Faction represented in the Knesset
- 2012–2013: Kadima
- 2014–2015: Kadima

Personal details
- Born: 2 March 1978 (age 48) Ramat HaSharon, Israel

= Yuval Zellner =

Israeli politician

Yuval Zellner (יובל צלנר; born 2 March 1978) is an Israeli politician. He served as a member of the Knesset for Kadima between 2012 and 2013, and again from 2014 until 2015. He currently serves as a member of the Tel Aviv city council.

==Biography==
Born in Ramat HaSharon, Zellner served in the Paratroopers Recon branch of the Paratroopers Brigade and was seriously wounded during his national service.
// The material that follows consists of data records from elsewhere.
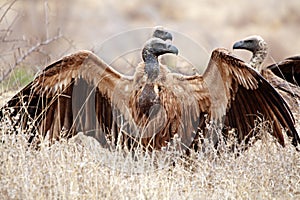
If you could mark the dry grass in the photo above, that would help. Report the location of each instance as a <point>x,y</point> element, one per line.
<point>82,169</point>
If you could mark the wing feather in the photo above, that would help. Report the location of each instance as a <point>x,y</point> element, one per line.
<point>245,94</point>
<point>49,100</point>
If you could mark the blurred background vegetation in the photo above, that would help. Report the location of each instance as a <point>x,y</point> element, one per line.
<point>34,33</point>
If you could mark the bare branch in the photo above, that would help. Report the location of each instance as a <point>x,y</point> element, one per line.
<point>34,48</point>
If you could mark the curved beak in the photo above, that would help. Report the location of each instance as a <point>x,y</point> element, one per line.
<point>239,45</point>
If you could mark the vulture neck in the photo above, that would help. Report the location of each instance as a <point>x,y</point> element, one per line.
<point>152,67</point>
<point>258,58</point>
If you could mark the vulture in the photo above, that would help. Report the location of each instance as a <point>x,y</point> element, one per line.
<point>284,76</point>
<point>80,92</point>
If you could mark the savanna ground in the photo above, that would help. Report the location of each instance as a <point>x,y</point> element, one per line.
<point>35,33</point>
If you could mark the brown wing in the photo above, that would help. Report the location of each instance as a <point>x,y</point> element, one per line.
<point>61,100</point>
<point>235,96</point>
<point>250,97</point>
<point>289,69</point>
<point>289,91</point>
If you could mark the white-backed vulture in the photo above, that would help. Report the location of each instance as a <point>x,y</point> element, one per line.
<point>154,104</point>
<point>289,67</point>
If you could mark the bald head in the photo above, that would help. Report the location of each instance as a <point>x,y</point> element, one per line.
<point>252,43</point>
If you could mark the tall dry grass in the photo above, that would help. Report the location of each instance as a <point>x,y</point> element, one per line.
<point>81,169</point>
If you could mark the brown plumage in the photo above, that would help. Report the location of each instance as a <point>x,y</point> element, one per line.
<point>149,108</point>
<point>275,73</point>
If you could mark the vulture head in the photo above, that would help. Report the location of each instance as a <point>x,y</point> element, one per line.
<point>161,33</point>
<point>152,49</point>
<point>288,69</point>
<point>148,100</point>
<point>257,46</point>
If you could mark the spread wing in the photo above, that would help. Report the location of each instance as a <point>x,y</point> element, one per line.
<point>236,96</point>
<point>61,100</point>
<point>289,69</point>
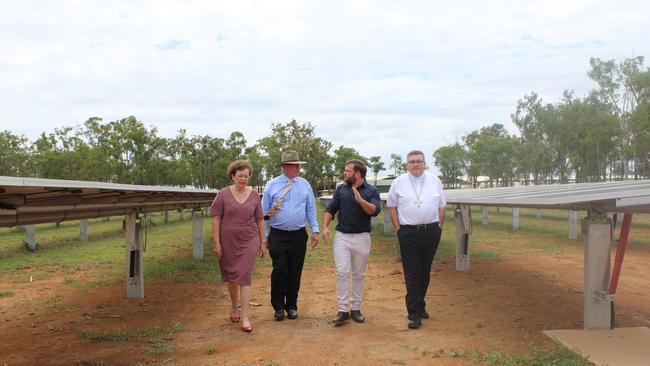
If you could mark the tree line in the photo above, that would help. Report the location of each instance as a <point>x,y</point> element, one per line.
<point>604,135</point>
<point>126,151</point>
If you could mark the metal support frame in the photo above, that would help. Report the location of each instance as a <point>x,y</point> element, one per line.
<point>597,300</point>
<point>30,231</point>
<point>573,224</point>
<point>133,254</point>
<point>83,230</point>
<point>618,263</point>
<point>484,212</point>
<point>463,227</point>
<point>197,234</point>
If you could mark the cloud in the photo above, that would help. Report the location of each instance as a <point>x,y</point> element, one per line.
<point>378,76</point>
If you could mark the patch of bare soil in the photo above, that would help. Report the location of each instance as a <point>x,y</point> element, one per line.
<point>501,305</point>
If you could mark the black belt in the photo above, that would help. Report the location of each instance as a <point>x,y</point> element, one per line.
<point>287,231</point>
<point>420,226</point>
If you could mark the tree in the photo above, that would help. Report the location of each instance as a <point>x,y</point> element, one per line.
<point>396,164</point>
<point>450,160</point>
<point>618,91</point>
<point>15,155</point>
<point>376,165</point>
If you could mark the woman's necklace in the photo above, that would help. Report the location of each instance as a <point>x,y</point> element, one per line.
<point>418,201</point>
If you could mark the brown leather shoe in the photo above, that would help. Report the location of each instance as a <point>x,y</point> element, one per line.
<point>356,316</point>
<point>341,318</point>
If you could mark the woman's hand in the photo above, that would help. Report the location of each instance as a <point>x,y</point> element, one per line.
<point>217,250</point>
<point>264,247</point>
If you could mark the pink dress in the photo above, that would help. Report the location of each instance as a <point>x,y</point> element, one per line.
<point>239,235</point>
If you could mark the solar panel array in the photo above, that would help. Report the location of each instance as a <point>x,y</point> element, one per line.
<point>25,201</point>
<point>624,196</point>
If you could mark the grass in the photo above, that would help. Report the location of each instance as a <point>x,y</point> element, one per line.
<point>168,257</point>
<point>126,335</point>
<point>556,355</point>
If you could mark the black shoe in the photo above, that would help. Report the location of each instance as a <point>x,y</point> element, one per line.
<point>356,316</point>
<point>341,318</point>
<point>279,315</point>
<point>292,313</point>
<point>415,323</point>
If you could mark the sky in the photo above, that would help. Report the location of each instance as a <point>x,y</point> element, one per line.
<point>379,76</point>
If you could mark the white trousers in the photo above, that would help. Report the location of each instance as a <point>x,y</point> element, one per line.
<point>350,258</point>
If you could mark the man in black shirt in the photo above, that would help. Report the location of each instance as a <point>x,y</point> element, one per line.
<point>356,202</point>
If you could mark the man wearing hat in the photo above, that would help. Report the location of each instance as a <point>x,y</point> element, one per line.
<point>288,202</point>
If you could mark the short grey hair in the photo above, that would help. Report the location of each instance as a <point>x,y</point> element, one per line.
<point>415,152</point>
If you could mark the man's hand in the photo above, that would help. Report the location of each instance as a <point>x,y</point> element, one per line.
<point>357,195</point>
<point>314,240</point>
<point>326,234</point>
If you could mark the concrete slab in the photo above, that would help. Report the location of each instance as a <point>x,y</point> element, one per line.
<point>613,347</point>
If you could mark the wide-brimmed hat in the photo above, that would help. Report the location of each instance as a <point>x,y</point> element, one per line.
<point>291,157</point>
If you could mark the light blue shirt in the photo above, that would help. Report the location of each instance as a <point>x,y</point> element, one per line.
<point>299,204</point>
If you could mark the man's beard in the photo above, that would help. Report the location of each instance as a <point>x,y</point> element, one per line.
<point>351,181</point>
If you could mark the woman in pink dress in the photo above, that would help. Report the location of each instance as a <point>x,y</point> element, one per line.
<point>238,235</point>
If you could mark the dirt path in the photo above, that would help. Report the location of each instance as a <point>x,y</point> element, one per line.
<point>501,305</point>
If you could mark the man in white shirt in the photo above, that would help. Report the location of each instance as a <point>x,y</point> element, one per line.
<point>417,211</point>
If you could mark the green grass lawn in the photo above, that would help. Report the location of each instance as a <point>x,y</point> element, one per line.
<point>168,254</point>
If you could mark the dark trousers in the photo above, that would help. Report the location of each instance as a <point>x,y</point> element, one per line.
<point>287,250</point>
<point>417,248</point>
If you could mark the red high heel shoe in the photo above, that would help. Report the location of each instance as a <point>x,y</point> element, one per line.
<point>247,329</point>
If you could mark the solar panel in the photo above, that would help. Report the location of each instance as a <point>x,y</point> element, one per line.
<point>26,201</point>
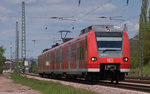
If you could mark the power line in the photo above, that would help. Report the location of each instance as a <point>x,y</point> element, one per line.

Between 1999 and 2003 he studied law at the Hebrew University of Jerusalem, earning an LLB as well as simultaneously studying for BA in political science at Tel Aviv University. Between 2003 and 2007 he studied for an MA in political science at Tel Aviv University, and also gained an MBA from the Interdisciplinary Center Herzliya in 2008.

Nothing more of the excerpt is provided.